Mogul in the Making

NeoForm’s Nicholas Partington has found success at the ripe age of 28, both in his business and as part of the U.S. Underwater Hockey Team.
NeoForm’s Nicholas Partington has found success at the ripe age of 28, both in his business and as part of the U.S. Underwater Hockey Team.

Young and successful.

Those are the words that perfectly describe 28-year-old Nicholas Partington. With a determined spark in his eye, it is easy to see how this young professional has managed to start multiple businesses in the South Florida area after only graduating from University of Central Florida six years ago.

By combining his background in construction – he worked on construction sites at 15 years old – and an interest in helping people, Partington started NeoForm in 2010. NeoForm is a company geared toward helping people whose homes have fire damage, water damage and mold damage. NeoForm is able to create a win-win situation for homeowners by bringing designers and contractors into the home.

After seeing that more could be done for homeowners in these emergency situations, Partington created Home Angels by NeoForm, with the help of his college friend Frankie Soriano. This company is a consumer-facing division of NeoForm that offers the “Ask an Angel” hotline, a 24/7, on-call service that is able to dispatch the company’s first-responder “Wingmen” to the home in order to assess and mitigate the damage.

The company goes even further by offering help to those in need of restoration.
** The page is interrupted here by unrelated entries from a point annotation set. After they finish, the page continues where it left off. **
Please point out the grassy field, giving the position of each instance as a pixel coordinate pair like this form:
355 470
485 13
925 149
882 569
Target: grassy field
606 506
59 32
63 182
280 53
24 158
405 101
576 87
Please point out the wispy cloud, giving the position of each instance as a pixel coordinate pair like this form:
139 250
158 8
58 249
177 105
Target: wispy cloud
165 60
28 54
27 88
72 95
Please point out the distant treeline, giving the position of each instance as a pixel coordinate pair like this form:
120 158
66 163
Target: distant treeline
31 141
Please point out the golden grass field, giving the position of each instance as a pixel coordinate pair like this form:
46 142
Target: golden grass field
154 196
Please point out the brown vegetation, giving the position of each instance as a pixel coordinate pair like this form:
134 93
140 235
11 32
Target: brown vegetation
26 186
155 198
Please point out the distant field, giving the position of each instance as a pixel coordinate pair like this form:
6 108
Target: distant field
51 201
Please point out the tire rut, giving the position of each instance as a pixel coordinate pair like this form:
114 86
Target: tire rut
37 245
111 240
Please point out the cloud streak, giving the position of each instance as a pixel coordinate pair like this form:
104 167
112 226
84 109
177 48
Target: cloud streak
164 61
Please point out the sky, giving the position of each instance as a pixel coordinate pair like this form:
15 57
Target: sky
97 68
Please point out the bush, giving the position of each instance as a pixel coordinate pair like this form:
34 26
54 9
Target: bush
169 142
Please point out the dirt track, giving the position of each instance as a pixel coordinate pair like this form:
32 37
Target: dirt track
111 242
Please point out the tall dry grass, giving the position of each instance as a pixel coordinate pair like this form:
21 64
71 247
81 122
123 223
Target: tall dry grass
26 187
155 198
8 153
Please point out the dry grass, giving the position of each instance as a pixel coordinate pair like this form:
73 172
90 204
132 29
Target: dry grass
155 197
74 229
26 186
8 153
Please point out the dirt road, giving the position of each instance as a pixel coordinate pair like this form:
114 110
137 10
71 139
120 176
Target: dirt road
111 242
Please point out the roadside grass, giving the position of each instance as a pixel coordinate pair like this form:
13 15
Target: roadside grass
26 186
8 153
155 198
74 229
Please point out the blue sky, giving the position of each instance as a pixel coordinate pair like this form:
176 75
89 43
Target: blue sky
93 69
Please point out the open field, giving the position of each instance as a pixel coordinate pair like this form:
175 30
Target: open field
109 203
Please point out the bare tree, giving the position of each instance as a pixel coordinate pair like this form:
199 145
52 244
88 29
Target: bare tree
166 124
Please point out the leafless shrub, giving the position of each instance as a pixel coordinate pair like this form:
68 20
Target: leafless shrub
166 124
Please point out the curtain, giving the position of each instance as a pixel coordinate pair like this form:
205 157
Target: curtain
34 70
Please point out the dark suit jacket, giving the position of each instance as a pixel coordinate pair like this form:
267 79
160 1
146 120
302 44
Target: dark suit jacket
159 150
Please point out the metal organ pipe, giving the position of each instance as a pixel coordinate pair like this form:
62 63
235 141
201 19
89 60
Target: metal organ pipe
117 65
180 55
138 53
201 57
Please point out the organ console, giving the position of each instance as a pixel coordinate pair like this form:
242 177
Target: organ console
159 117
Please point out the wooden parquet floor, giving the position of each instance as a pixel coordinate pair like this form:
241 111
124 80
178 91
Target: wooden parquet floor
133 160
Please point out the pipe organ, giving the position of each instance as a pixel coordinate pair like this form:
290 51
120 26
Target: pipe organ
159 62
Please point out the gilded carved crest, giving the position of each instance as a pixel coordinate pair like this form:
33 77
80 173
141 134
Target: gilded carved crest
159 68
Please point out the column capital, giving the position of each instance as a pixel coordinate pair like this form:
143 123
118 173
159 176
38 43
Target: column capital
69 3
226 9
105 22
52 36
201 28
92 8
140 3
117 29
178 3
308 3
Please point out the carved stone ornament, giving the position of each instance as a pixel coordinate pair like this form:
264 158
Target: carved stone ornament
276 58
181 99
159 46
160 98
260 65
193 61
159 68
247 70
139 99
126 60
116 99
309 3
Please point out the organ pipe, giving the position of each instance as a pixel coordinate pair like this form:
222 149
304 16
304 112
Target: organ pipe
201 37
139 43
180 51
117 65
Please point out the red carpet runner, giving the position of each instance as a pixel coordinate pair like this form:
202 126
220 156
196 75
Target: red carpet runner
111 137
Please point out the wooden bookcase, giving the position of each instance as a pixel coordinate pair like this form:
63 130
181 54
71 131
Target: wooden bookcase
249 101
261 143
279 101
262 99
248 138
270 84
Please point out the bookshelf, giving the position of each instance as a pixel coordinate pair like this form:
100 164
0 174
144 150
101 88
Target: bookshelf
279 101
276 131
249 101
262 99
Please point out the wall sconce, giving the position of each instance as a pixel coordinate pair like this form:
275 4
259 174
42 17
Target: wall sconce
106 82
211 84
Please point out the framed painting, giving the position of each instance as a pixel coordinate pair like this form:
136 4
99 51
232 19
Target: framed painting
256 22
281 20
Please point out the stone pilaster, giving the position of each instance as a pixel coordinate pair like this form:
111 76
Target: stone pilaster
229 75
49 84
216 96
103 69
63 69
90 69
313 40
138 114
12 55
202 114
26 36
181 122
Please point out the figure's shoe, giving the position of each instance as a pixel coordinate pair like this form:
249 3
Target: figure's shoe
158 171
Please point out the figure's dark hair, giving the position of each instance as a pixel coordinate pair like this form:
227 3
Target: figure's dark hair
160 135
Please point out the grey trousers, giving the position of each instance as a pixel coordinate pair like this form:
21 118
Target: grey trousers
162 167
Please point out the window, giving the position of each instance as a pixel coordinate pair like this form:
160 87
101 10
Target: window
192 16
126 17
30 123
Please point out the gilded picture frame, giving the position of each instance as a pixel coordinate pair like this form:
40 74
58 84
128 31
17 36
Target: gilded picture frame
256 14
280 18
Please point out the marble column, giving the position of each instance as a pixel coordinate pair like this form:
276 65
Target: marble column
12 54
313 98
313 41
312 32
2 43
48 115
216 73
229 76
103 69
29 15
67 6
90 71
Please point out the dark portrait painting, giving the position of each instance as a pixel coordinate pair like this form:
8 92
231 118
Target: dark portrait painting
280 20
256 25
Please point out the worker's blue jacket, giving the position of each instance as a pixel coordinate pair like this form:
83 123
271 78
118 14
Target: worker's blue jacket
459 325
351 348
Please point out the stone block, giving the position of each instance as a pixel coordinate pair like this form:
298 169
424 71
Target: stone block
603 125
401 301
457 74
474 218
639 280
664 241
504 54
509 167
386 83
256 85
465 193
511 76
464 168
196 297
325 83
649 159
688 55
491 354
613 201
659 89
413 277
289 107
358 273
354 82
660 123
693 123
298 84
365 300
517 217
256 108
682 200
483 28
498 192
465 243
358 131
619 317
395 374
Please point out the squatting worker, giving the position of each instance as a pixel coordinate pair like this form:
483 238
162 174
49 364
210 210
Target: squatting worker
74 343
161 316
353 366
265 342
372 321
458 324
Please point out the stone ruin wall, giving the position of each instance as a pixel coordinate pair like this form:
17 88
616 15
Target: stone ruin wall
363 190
Home Angels by NeoForm has project managers who will work with homeowners to design the restoration and create a timeline of completion. By helping homeowners from start to finish, Home Angels by NeoForm is a one-stop shop for those going through a hard time with their home.

With a genuine smile that lights up his face and bright, brown eyes as he speaks about his businesses, Partington explains that he wanted to make a difference with his career. And he has done just that. As he speaks about some of the people that the company has helped, it is evident just how much he has been impacted by his work.

Partington spoke of a man who called Home Angels by NeoForm because sewage had backed up into his house. Not only was this man’s home falling apart, Partington says, he had also lost custody of his children and was dealing with cancer. While this could easily defeat anyone, Partington was taken aback that this man had a smile on his face everyday.

It is apparent that Partington truly cares about his customers, but getting homeowners to trust his business is another story. As he states, most companies within this industry use scare tactics to get business from these homeowners. Home Angels by NeoForm uses honesty and facts to get homeowners to trust them, even using a third party to do tests for mold to show homeowners they aren’t just in it for the money.

While this entrepreneur may be mostly about business, he still has time to enjoy himself. A member of the U.S. Underwater Hockey Team, he became involved after his father – a photojournalist – did a piece on the sport and began playing. Once Partington learned to swim, he started to play and made the U.S. Men’s team 10 years ago and remains on the team, traveling around the world competing. “It’s weird to see that it’s a huge sport in other countries,” Partington says, as the sport is not well known in the U.S. but is popular in countries like New Zealand. This high-speed game proves to be difficult as players are constantly moving in order to advance the puck – similar to that of ice hockey. Players must hold their breath during this intense match, often staying underwater for 10 to 15 seconds before resurfacing to catch their breath.

Partington also has a passion for music. The guitarist tried his hand in the music industry, starting a recording studio in a friend’s garage, but soon realized how difficult it is to get started in the music industry and make a profit. That’s when he decided that it wasn’t the right time to try to start a music-related business.

This business mogul in the making has always said since college that he would be retiring by the time he hit 36. Partington doesn’t see that happening anytime soon as his businesses are so prosperous that the thought of retiring is now a distant idea.